Welcome to the University of California White Mountain Research Station (WMRS) website concerning early Paleozoic arthropods affectionately known as Trilobites. The Trilobite fauna that you can view on these pages lived in a marine environment al least 530 to 500 million years ago in the area now occupied by the Inyo-White Mountains. Specimens that can be viewed on this digital archive are also available at WMRS for examination by paleontologists and students of the Cambrian period.
This website is dedicated to the pioneering efforts of Professor Clem
Nelson, Emeritus, UCLA
who was the guiding light for innumerable students of the ancient seas and enchanting Inyos for the last 40 years.
Map showing the location of the Blanco Mountain area in the Inyo-White Range, Eastern California
A simplified geologic map that shows the distribution of granitic rocks (red) Precambrian strata (brown), Paleozoic strata (blue), Mesozoic strata (green) and Cenozoic strata (yellows) and location of Trilobite samples from the Inyo-White Mountains. Early Paleozoic, Cambrian marine strata are found throughout the southwestern United States from the Sierras to the Colorado Plateau. These rocks are multiply deformed and intruded by Mesozoic plutonic rocks. The present day topography is a consequence of Late Cenozoic high-angle, oblique-slip faulting in response to interaction between the Pacific and North American Plates.

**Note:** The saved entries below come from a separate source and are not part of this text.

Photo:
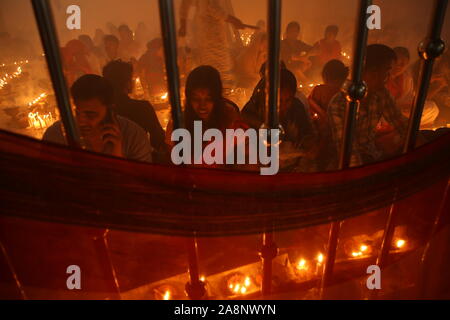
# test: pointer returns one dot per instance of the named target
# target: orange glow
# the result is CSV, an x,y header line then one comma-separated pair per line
x,y
301,265
320,258
400,243
166,295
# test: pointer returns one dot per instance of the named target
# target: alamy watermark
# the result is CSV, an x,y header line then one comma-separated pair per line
x,y
238,146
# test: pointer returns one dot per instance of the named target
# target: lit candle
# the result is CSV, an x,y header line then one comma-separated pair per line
x,y
166,295
400,243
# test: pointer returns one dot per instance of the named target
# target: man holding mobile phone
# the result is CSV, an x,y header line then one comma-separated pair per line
x,y
101,130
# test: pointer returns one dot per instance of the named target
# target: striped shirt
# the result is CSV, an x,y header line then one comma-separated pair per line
x,y
376,106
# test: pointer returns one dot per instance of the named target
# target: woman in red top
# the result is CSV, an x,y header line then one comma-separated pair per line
x,y
205,103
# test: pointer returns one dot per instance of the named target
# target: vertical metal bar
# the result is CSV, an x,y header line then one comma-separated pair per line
x,y
49,38
269,249
19,286
168,32
355,94
195,288
429,50
273,63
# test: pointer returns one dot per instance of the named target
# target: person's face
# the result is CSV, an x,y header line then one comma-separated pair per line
x,y
202,103
111,48
376,79
292,33
90,114
400,66
286,99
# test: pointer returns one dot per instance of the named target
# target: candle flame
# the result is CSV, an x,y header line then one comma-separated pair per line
x,y
302,264
400,243
320,258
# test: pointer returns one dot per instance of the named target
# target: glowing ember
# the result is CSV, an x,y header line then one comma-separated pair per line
x,y
239,284
7,77
301,265
400,243
38,99
320,258
166,295
246,38
345,55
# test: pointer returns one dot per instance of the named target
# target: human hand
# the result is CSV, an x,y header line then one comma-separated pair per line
x,y
112,139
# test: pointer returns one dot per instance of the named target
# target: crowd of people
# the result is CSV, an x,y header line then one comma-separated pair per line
x,y
102,72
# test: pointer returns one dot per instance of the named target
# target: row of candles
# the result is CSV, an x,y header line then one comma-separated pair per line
x,y
16,63
8,77
243,284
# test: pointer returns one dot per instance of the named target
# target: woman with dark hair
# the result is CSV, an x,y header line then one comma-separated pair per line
x,y
205,103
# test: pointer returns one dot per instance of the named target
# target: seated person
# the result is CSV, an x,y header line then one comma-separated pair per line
x,y
151,69
328,48
249,61
205,103
129,48
299,133
377,104
334,75
295,53
120,75
100,129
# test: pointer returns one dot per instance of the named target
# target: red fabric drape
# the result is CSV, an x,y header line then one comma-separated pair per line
x,y
48,182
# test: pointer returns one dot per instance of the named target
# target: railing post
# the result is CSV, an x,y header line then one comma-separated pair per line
x,y
19,287
429,50
355,94
194,288
269,248
49,38
168,30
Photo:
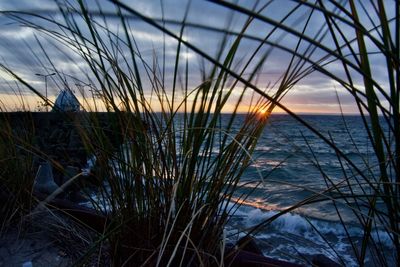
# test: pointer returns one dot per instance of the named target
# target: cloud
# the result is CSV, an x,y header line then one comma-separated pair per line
x,y
20,50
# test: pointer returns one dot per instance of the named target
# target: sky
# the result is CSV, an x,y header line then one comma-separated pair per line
x,y
29,51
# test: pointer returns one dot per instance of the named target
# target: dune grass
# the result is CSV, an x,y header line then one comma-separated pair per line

The Cambrian stratigraphy of the Inyo-White Mountains was first describe by Walcott, in the late 1800's. The Cambrian sedimentary rocks represent diverse marine environmental conditions that mainly reflect changing sealevel in response to episodic climate change and isostatic subsidence due to loading of the clastic sediments on the continental shelf. There was no tectonic activity along the continental margin during this time. The lithologic units, Formations, that are subdivided in the Cambrian strata are characterized by different amount of fine-grained lithic sediment relative to carbonate sediment, and by different grain size of the sediment that was deposited. The differences in the type of sediment and the associated sedimentary structures reveal the nature of the changing marine environment through time.
Trilobite samples from the Inyo-White Range collected by Prof. Clem Nelson, his students and associates are presently archived at the University of California, White Mountain Research Station in Bishop. Digital images of the archive, along with a description of the sample condition and archive number can be viewed.